La Chine a froid et fait fonctionner ses fourneaux à plein régime. Le retour des températures glaciales en Asie et la reprise de la production réchauffent les prix du gaz et du GNL en particulier. Tous les ingrédients sont réunis pour créer une bulle autour de la demande de gaz naturel. Les stocks des importateurs sont à un niveau bas. Les exportations record des États-Unis ont perturbé les terminaux (le consultant Poten & Partner estime que sur les 3,5 Mt qui seront exportés en janvier, la quasi-totalité provient de la production américaine). L’appétit des négociants pour le GNL est grand, l’hiver s’affirmant plus rigoureux stimule le transport de produits énergétiques entre les États-Unis et l'Asie. Les méthaniers disponibles à l’affrètement se raréfient.  

Tout devient onéreux. La pénurie fait grimper les taux de fret, ce qui rend le transport du carburant très coûteux tandis que les négociants sont contraints d'acheter à des prix très élevés pour mettre la main sur le produit. Les tensions commerciales ne seraient pas non plus étrangères à la tension du marché. Privés d’importations de charbon australien, les acheteurs chinois se seraient rués sur des méthaniers, perturbant encore davantage l’approvisionnement et aggravant la pénurie, engendré initialement par les bouchons dans le canal de Panama.  
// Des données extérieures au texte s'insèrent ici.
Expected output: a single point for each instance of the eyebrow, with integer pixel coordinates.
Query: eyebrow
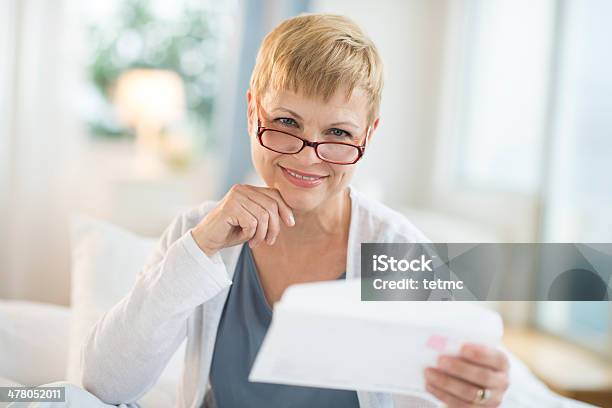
(332, 124)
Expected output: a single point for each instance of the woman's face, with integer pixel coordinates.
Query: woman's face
(314, 120)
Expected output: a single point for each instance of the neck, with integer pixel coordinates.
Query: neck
(329, 220)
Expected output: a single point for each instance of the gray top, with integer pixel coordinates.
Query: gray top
(244, 322)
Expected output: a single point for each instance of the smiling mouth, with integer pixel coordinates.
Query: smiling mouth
(301, 175)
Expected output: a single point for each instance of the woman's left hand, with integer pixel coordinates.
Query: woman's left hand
(457, 380)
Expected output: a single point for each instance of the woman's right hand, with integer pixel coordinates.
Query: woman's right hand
(246, 213)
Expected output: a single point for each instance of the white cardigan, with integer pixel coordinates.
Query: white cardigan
(181, 292)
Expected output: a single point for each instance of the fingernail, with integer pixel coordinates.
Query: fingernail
(442, 363)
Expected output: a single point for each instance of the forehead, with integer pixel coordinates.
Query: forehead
(315, 109)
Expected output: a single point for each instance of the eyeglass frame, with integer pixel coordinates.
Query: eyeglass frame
(360, 148)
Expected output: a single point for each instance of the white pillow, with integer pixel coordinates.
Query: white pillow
(105, 262)
(34, 341)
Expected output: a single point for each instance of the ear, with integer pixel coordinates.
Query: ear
(249, 112)
(374, 127)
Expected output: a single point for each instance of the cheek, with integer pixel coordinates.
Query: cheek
(263, 159)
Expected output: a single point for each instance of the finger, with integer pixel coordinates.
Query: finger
(463, 390)
(476, 374)
(261, 215)
(486, 356)
(245, 221)
(274, 217)
(284, 210)
(450, 400)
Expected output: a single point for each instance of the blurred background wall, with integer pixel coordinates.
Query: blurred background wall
(495, 124)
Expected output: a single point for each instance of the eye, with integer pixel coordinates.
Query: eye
(339, 132)
(286, 121)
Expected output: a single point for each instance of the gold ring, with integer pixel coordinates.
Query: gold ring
(482, 395)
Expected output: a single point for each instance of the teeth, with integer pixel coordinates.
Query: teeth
(302, 177)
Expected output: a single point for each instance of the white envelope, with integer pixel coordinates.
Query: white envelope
(323, 335)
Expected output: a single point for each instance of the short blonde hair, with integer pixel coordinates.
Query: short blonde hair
(316, 54)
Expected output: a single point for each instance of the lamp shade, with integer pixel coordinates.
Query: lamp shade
(151, 98)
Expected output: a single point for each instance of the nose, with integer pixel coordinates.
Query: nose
(307, 156)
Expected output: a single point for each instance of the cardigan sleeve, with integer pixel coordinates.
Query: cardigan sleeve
(128, 348)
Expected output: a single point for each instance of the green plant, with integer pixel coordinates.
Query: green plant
(138, 38)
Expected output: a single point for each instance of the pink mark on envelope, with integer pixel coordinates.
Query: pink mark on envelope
(436, 342)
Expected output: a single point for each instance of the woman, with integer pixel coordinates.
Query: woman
(313, 108)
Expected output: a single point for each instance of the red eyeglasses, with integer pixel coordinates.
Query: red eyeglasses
(332, 152)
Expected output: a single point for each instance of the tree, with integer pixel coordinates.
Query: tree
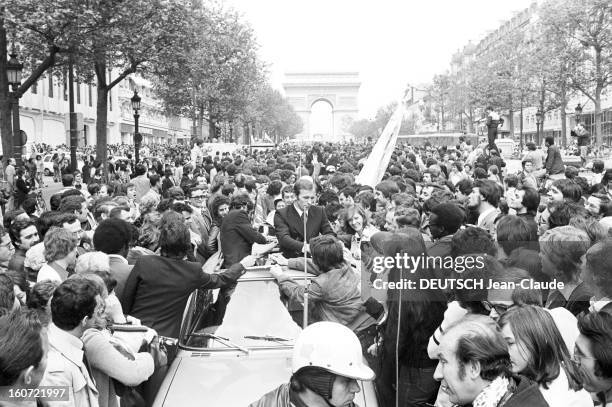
(136, 36)
(586, 27)
(438, 98)
(42, 29)
(219, 74)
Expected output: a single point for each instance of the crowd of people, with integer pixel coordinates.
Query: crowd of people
(128, 245)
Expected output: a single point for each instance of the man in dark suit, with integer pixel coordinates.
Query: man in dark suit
(112, 236)
(598, 275)
(289, 221)
(237, 234)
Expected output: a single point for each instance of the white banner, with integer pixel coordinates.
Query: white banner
(374, 169)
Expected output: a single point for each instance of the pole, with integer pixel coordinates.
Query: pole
(305, 323)
(17, 147)
(136, 137)
(73, 119)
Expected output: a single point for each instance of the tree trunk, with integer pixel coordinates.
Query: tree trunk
(200, 130)
(212, 130)
(471, 122)
(101, 113)
(564, 138)
(598, 90)
(521, 125)
(598, 132)
(5, 107)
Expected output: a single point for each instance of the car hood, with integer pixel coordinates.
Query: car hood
(224, 378)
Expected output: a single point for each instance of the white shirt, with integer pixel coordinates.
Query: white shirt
(299, 211)
(47, 272)
(483, 215)
(559, 394)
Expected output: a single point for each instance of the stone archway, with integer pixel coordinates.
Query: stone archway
(339, 89)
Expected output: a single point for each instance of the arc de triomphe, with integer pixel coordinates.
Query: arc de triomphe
(339, 89)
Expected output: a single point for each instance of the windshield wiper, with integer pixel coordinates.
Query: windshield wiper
(221, 340)
(267, 338)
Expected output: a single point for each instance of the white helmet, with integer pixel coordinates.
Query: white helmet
(333, 347)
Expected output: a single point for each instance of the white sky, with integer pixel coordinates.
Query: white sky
(389, 42)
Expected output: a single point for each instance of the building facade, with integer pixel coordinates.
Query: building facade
(44, 114)
(522, 22)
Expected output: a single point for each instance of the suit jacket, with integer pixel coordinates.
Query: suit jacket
(290, 228)
(141, 185)
(157, 290)
(554, 162)
(488, 222)
(120, 271)
(237, 237)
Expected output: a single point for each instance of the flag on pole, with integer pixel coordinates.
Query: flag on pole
(374, 169)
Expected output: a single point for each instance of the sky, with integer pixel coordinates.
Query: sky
(391, 43)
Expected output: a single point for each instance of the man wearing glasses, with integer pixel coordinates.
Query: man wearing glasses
(593, 354)
(201, 220)
(74, 307)
(6, 250)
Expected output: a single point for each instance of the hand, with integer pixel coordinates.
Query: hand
(131, 320)
(279, 259)
(150, 335)
(373, 349)
(248, 261)
(276, 271)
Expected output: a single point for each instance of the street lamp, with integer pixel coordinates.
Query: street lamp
(539, 115)
(14, 70)
(578, 111)
(137, 137)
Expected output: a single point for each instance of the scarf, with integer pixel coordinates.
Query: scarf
(491, 395)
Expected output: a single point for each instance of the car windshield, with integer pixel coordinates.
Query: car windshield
(255, 316)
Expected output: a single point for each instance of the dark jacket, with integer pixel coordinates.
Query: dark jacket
(554, 162)
(120, 271)
(335, 296)
(524, 393)
(290, 228)
(237, 237)
(157, 290)
(578, 302)
(282, 396)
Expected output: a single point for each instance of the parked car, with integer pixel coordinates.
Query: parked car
(236, 358)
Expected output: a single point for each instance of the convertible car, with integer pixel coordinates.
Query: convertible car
(231, 360)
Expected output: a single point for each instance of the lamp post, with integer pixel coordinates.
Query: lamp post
(538, 124)
(14, 70)
(137, 137)
(578, 111)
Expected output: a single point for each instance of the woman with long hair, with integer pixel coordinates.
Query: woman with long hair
(358, 226)
(562, 250)
(406, 376)
(537, 351)
(148, 237)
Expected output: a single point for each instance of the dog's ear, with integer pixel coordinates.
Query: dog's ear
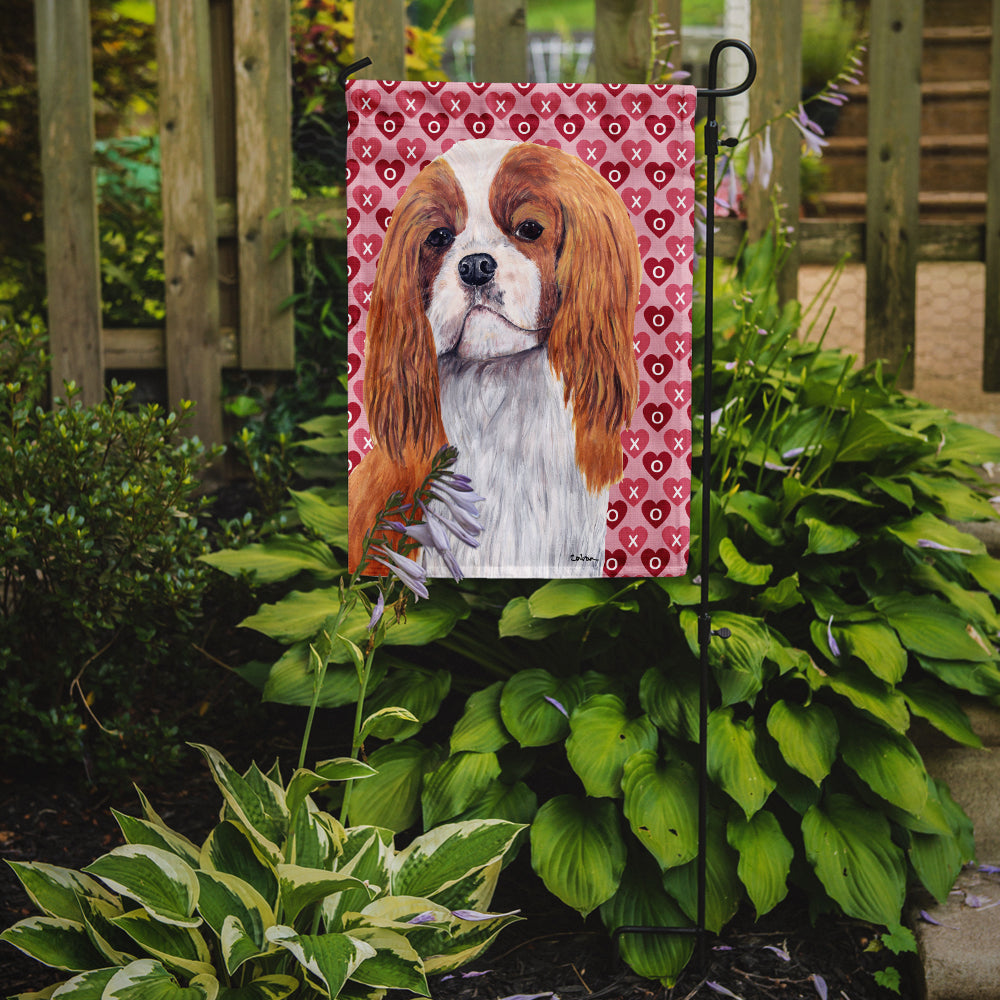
(590, 343)
(401, 388)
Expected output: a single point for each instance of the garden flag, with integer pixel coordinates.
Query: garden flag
(520, 262)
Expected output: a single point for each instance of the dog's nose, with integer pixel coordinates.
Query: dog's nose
(476, 268)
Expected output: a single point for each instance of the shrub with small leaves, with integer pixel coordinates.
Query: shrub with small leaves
(99, 574)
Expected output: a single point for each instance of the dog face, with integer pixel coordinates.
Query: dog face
(497, 248)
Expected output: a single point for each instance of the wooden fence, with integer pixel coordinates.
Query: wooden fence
(226, 160)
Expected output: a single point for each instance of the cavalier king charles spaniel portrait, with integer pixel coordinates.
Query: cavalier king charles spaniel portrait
(501, 322)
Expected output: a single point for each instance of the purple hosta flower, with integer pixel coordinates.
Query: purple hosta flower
(834, 648)
(812, 134)
(411, 574)
(558, 705)
(760, 166)
(377, 612)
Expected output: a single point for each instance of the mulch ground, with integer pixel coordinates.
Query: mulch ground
(551, 953)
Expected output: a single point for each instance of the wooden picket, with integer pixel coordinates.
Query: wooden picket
(226, 160)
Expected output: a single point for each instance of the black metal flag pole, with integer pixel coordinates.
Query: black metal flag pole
(705, 631)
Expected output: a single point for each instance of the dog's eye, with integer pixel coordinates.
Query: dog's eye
(529, 230)
(441, 237)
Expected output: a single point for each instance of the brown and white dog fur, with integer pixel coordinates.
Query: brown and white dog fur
(501, 322)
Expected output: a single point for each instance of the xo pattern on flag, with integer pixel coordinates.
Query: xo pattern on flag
(640, 139)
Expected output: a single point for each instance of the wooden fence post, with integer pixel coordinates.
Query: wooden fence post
(776, 34)
(621, 40)
(190, 250)
(380, 34)
(501, 41)
(893, 183)
(262, 60)
(991, 332)
(72, 254)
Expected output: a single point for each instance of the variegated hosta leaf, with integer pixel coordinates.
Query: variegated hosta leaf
(661, 799)
(149, 980)
(395, 964)
(300, 887)
(850, 847)
(230, 849)
(481, 728)
(158, 880)
(177, 947)
(732, 760)
(225, 897)
(54, 941)
(441, 857)
(256, 801)
(56, 891)
(141, 831)
(602, 737)
(765, 858)
(329, 959)
(578, 851)
(275, 987)
(807, 736)
(642, 902)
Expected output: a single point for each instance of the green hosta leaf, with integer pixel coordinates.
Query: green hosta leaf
(159, 881)
(301, 887)
(642, 902)
(850, 847)
(928, 528)
(517, 620)
(602, 738)
(330, 959)
(887, 762)
(177, 947)
(225, 897)
(417, 690)
(481, 728)
(876, 646)
(976, 678)
(783, 595)
(391, 798)
(931, 628)
(141, 831)
(147, 979)
(828, 539)
(723, 889)
(261, 809)
(807, 736)
(661, 799)
(438, 859)
(327, 520)
(275, 987)
(56, 891)
(751, 574)
(456, 784)
(671, 699)
(395, 964)
(765, 859)
(558, 598)
(528, 711)
(54, 941)
(941, 709)
(732, 761)
(230, 849)
(279, 558)
(578, 851)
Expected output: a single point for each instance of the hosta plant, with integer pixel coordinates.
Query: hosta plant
(279, 900)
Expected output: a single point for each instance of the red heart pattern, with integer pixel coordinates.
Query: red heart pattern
(641, 140)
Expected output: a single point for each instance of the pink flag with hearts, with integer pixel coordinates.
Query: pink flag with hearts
(520, 260)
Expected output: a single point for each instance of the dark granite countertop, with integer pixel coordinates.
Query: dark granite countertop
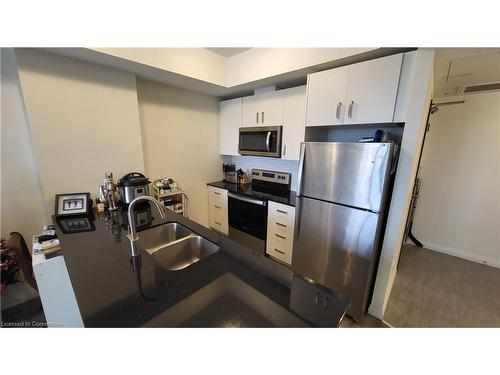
(288, 199)
(110, 293)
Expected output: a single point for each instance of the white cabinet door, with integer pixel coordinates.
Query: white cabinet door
(271, 108)
(326, 97)
(230, 112)
(294, 122)
(251, 111)
(372, 90)
(264, 109)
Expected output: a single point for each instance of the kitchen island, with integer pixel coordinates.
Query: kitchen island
(232, 287)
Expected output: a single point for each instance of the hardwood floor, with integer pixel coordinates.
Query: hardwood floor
(438, 290)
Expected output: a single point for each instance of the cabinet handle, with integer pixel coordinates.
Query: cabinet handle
(339, 106)
(349, 112)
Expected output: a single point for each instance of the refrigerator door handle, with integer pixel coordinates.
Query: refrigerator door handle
(301, 167)
(395, 158)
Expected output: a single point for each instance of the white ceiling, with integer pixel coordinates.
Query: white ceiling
(228, 52)
(454, 67)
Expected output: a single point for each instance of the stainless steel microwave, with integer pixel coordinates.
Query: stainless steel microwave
(261, 141)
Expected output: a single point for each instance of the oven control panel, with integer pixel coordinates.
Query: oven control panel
(271, 176)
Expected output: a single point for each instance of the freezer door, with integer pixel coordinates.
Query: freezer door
(354, 174)
(336, 247)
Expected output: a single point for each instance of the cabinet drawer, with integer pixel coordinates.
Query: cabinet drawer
(217, 204)
(218, 221)
(217, 193)
(281, 213)
(279, 249)
(316, 304)
(279, 225)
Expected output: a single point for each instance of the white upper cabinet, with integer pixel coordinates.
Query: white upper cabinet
(326, 97)
(294, 122)
(372, 89)
(230, 112)
(264, 109)
(355, 94)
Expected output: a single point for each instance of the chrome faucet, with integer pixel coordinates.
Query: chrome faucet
(132, 236)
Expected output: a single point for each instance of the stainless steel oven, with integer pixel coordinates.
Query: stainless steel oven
(261, 141)
(248, 221)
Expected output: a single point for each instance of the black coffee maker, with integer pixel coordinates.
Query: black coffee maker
(230, 174)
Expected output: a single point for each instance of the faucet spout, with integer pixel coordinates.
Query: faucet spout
(132, 236)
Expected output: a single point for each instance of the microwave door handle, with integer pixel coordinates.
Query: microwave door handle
(268, 142)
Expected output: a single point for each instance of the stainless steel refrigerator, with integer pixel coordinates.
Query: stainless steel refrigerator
(340, 215)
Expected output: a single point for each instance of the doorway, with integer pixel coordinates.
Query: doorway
(453, 280)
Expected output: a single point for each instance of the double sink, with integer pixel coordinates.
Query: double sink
(174, 246)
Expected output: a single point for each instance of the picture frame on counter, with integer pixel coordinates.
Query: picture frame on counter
(72, 225)
(72, 204)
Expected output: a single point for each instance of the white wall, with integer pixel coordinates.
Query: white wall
(198, 63)
(22, 209)
(180, 135)
(260, 63)
(458, 210)
(84, 121)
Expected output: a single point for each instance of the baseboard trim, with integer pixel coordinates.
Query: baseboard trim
(376, 311)
(473, 258)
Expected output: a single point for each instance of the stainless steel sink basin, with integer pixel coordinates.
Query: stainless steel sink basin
(174, 246)
(183, 253)
(156, 238)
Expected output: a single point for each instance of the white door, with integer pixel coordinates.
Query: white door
(326, 97)
(271, 108)
(230, 112)
(372, 90)
(251, 111)
(294, 122)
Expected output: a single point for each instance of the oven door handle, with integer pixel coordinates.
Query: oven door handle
(245, 199)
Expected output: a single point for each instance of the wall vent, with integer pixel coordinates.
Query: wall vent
(480, 87)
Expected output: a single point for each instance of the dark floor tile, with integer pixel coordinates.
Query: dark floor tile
(432, 289)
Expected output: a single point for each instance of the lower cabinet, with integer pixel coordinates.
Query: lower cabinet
(280, 226)
(217, 209)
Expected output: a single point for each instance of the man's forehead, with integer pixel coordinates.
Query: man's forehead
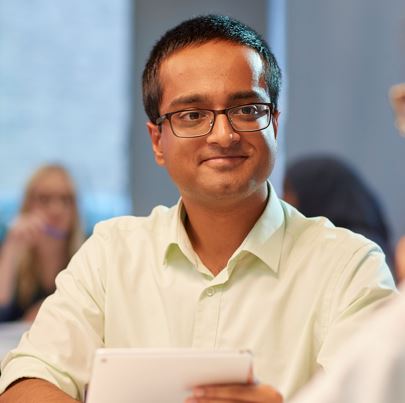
(239, 67)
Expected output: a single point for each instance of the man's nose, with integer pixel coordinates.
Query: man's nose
(222, 132)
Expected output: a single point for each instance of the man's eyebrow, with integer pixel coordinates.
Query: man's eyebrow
(187, 100)
(192, 99)
(249, 95)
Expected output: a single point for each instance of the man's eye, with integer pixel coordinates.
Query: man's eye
(192, 115)
(248, 110)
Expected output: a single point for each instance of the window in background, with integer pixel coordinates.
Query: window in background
(64, 97)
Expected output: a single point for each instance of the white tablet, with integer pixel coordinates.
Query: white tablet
(162, 375)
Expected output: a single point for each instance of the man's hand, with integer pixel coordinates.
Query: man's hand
(34, 391)
(254, 393)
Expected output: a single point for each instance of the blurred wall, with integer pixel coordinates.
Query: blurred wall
(342, 58)
(64, 97)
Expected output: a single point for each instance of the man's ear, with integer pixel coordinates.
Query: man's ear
(274, 120)
(156, 138)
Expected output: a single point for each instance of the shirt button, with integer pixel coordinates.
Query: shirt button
(210, 291)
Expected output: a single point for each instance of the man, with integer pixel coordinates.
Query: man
(230, 266)
(372, 368)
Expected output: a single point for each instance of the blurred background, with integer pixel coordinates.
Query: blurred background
(70, 93)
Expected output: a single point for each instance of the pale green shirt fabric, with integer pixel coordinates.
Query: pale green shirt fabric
(291, 293)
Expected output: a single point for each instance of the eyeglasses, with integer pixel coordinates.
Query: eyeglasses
(45, 199)
(189, 123)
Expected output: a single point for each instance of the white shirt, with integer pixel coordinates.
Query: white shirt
(291, 293)
(371, 367)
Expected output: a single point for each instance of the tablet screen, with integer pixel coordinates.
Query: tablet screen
(162, 375)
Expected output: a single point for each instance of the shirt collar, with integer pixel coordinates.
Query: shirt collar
(264, 240)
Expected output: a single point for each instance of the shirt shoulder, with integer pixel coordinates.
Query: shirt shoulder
(320, 233)
(161, 218)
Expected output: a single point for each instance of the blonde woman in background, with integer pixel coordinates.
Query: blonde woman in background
(39, 244)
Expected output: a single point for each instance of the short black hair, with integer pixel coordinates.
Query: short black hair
(197, 31)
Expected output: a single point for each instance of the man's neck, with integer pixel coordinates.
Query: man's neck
(216, 233)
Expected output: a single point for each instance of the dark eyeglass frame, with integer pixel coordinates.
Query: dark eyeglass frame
(168, 116)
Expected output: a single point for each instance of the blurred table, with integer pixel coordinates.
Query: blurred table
(10, 334)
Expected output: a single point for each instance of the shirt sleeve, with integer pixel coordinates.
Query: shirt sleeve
(363, 285)
(60, 345)
(372, 367)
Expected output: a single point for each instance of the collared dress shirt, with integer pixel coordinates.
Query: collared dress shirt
(291, 293)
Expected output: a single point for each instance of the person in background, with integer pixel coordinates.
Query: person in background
(371, 366)
(230, 266)
(397, 96)
(39, 243)
(326, 185)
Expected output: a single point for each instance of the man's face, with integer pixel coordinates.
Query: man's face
(224, 164)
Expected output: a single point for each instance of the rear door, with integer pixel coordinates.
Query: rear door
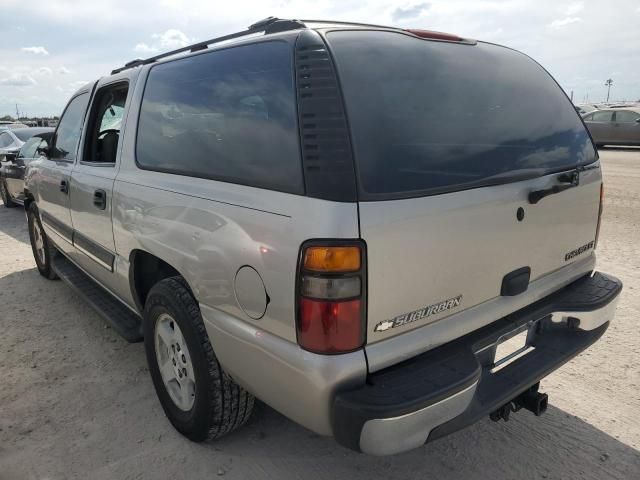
(54, 172)
(92, 180)
(449, 140)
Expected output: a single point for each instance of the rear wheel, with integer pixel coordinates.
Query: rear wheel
(43, 249)
(199, 398)
(4, 193)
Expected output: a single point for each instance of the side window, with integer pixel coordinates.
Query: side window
(105, 122)
(626, 116)
(67, 135)
(5, 140)
(228, 115)
(603, 116)
(28, 150)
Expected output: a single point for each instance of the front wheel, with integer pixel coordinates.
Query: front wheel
(199, 398)
(4, 194)
(43, 249)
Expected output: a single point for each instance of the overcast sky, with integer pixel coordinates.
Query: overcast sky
(49, 48)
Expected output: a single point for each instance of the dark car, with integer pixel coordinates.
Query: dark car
(614, 126)
(13, 166)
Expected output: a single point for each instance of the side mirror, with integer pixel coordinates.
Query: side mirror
(43, 151)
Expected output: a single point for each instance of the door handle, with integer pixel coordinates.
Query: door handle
(100, 199)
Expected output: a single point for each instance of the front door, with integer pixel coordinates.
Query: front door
(92, 183)
(55, 173)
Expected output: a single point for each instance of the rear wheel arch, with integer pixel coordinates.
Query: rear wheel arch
(145, 271)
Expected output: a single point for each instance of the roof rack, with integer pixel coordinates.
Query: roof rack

L'hiver dernier, la production américaine était essentiellement destinée à l'Europe mais cette année, elle est très clairement vendue à l'Asie et transite par le canal de Panama. En 2020, les exportations américaines de GNL se se élevées à 48 Mt.

Les prix s’envolent et...

Les retards accumulés dans la traversée de l’isthme centroaméricain, où les temps d’attente pour les navires sans réservation peuvent être de sept à dix jours ou plus, proviennent d’une conjonction de facteurs. Aux perturbations météorologiques et aux restrictions sanitaires (personnels en défaut) s’est greffé un trafic plus dense que d’ordinaire de navires-citernes. 

Les navires sont contraints d'emprunter des routes plus longues vers l'Asie, ce qui a augmenté le temps de transport et réduit considérablement le nombre d’unités disponibles dans l'Atlantique. In fine, le coût du transport du GNL des États-Unis vers l'Asie a atteint un niveau record le 12 janvier. Le prix de référence du gaz naturel liquéfié en Asie du Nord a dépassé pour la première fois les 30 dollars par million de Btu (sur le marché du gaz, le prix s’exprime dans cette unité. 1 MMBtu correspond à 27 800 m3). Le marqueur Japon-Corée (Japan-Korea Marker) a en effet progressé de 15 % pour atteindre 32,494 $/MMBtu. Trafigura a ainsi acheté une cargaison de GNL à Total SE pour 39,30 $/MMBTU sur le marché de S&P Global Platts. 

…les revenus des méthaniers aussi

Les revenus journaliers moyens des méthaniers sur le marché spot dans le bassin pacifique atteignent des sommets : 253 270 $ selon les données du Baltic exchange, contre 174 000 $/j à la fin de l'année dernière. Pour Spark Commodities, qui se base sur les évaluations des courtiers de navires de GNL, les tarifs spot des méthaniers dans le bassin atlantique avaient de quoi effrayer avec une valeur de 322 500 $/j soit 99 000 dollars de plus que le 5 janvier.  

Raison gardée, disent les courtiers. Le réchauffement des températures atténuera la demande, les ruptures d'approvisionnement finiront par se résoudre et la pénurie de navires devrait s'atténuer. Ils en veulent pour preuve les prix au comptant, pour la livraison en mars, qui se sont négociés à la moitié du taux de février. Une illustration supplémentaire, s’il en fallait, de la saisonnalité et volatilité du GNL.